A Galway farmer has received a €3,000 fine for destroying 755m of hedgerows and 0.7 acres of scrub woodland, at Nenagh District Court on Thursday 9 September.
Anthony Ryan, Derryhiney, Portumna, Co Galway, pleaded guilty to two offences under the Wildlife Act.
The offences took place on lands at Redwood, Lorrha, Co Tipperary, between 19 and 26 May 2020.
The case was taken by the National Parks & Wildlife Service (NPWS).
NPWS district conservation officer Áine Lynch told Judge Elizabeth McGrath that on 26 May 2020, the NPWS arrived in Redwood to investigate a complaint.
They uncovered evidence that 755m of hedgerows and 0.7 acres of scrub woodland had been cut and grubbed at.
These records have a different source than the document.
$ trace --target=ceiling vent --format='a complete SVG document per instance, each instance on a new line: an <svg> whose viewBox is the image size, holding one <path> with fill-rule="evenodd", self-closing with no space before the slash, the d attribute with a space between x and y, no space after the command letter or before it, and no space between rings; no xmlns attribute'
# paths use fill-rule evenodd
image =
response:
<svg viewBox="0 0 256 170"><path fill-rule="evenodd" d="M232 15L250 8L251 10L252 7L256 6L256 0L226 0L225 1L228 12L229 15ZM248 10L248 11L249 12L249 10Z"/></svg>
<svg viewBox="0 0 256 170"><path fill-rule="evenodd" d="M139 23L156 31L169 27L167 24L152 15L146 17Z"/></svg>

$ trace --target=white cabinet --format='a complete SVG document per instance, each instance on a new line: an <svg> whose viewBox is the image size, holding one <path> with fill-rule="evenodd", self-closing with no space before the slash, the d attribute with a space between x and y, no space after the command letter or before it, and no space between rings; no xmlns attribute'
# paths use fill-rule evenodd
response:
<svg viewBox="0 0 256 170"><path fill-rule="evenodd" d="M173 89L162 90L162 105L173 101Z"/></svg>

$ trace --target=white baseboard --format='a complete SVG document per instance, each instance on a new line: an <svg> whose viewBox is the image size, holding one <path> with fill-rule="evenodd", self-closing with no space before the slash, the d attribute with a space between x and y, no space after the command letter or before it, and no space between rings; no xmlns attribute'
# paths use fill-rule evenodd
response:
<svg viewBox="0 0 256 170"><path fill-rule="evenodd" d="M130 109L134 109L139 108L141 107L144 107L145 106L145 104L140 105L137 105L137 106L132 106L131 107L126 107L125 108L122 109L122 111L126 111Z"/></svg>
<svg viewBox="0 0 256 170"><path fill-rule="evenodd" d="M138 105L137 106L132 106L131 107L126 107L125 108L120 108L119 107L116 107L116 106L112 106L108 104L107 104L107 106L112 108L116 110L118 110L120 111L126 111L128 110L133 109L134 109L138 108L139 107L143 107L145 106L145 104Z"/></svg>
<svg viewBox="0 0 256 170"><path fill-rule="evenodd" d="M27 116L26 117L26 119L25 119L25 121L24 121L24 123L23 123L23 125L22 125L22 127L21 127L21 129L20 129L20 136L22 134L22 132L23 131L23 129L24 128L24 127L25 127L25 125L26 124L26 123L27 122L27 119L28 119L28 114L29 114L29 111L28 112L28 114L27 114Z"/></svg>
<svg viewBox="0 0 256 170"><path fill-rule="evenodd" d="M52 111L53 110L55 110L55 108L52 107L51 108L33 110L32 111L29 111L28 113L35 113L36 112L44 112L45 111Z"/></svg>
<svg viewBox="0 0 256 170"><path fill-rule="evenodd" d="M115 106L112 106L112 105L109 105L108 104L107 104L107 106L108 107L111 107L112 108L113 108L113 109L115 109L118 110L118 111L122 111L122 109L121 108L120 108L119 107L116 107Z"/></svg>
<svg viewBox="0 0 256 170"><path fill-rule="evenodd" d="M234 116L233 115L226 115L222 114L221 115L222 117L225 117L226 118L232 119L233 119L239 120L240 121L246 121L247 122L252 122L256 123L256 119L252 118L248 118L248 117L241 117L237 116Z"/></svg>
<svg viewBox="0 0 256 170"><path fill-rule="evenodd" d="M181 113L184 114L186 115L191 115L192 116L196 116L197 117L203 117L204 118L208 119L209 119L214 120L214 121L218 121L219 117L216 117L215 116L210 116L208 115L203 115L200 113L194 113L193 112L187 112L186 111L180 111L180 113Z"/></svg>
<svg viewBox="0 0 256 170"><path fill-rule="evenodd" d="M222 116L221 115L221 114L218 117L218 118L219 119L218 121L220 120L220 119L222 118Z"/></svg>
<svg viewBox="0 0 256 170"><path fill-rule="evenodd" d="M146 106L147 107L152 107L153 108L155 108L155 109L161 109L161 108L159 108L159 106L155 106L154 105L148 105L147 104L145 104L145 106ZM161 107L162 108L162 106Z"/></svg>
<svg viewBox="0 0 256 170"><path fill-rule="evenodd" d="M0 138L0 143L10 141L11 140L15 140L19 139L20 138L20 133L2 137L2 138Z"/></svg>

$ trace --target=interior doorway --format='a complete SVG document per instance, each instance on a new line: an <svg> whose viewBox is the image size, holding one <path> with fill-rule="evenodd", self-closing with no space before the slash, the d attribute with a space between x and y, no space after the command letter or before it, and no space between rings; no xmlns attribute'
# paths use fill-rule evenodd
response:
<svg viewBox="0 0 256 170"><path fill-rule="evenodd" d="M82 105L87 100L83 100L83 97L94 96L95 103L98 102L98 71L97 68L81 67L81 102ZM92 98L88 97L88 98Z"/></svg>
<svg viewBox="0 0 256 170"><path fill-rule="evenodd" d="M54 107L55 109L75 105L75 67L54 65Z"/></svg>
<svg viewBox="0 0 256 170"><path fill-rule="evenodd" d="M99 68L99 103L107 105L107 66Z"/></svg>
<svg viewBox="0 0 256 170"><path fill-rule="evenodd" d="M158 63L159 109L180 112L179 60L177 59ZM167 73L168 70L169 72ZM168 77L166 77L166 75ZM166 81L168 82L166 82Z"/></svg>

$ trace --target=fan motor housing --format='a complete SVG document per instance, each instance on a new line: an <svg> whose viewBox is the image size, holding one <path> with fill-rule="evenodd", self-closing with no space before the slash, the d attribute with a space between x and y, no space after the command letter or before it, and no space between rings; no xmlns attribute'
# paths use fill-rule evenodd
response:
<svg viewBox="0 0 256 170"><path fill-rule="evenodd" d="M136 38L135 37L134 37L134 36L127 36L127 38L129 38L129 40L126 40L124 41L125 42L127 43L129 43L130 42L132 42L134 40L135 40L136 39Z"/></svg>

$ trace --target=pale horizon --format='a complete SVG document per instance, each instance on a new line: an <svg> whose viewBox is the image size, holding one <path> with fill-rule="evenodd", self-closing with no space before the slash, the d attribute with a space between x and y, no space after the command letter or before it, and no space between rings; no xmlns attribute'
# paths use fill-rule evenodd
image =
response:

The court was shown photographs showing large piles of vegetation and mature trees grubbed out by the roots.
Lynch told the court that this work had been carried out at the height of the bird nesting season when breeding birds were at their most vulnerable.
The court heard that the hedgerows on site were mature and species-rich and would have provided nesting opportunities for a range of bird species.
The court was also told that while hedgerows were important for nesting birds, they were also home to a range of other species from mammals to invertebrates and that this work would have caused severe disturbance.
In relation to the scrub woodland, Lynch told the court that such habitats were also important and provided a home for other species, such as long eared owl, and that “when they were gone, they were gone”.
In conclusion, the judge told Mr Ryan that, as a farmer, he should be fully aware of the bird nesting season.
Judge McGrath said that Section 40 is not a bureaucratic law, it exists to protect birds and their habitat. The habitat that Mr Ryan removed has been lost forever and cannot be replaced.
Judge McGrath convicted Mr Ryan and imposed a total fine of €3,000 for the two offences.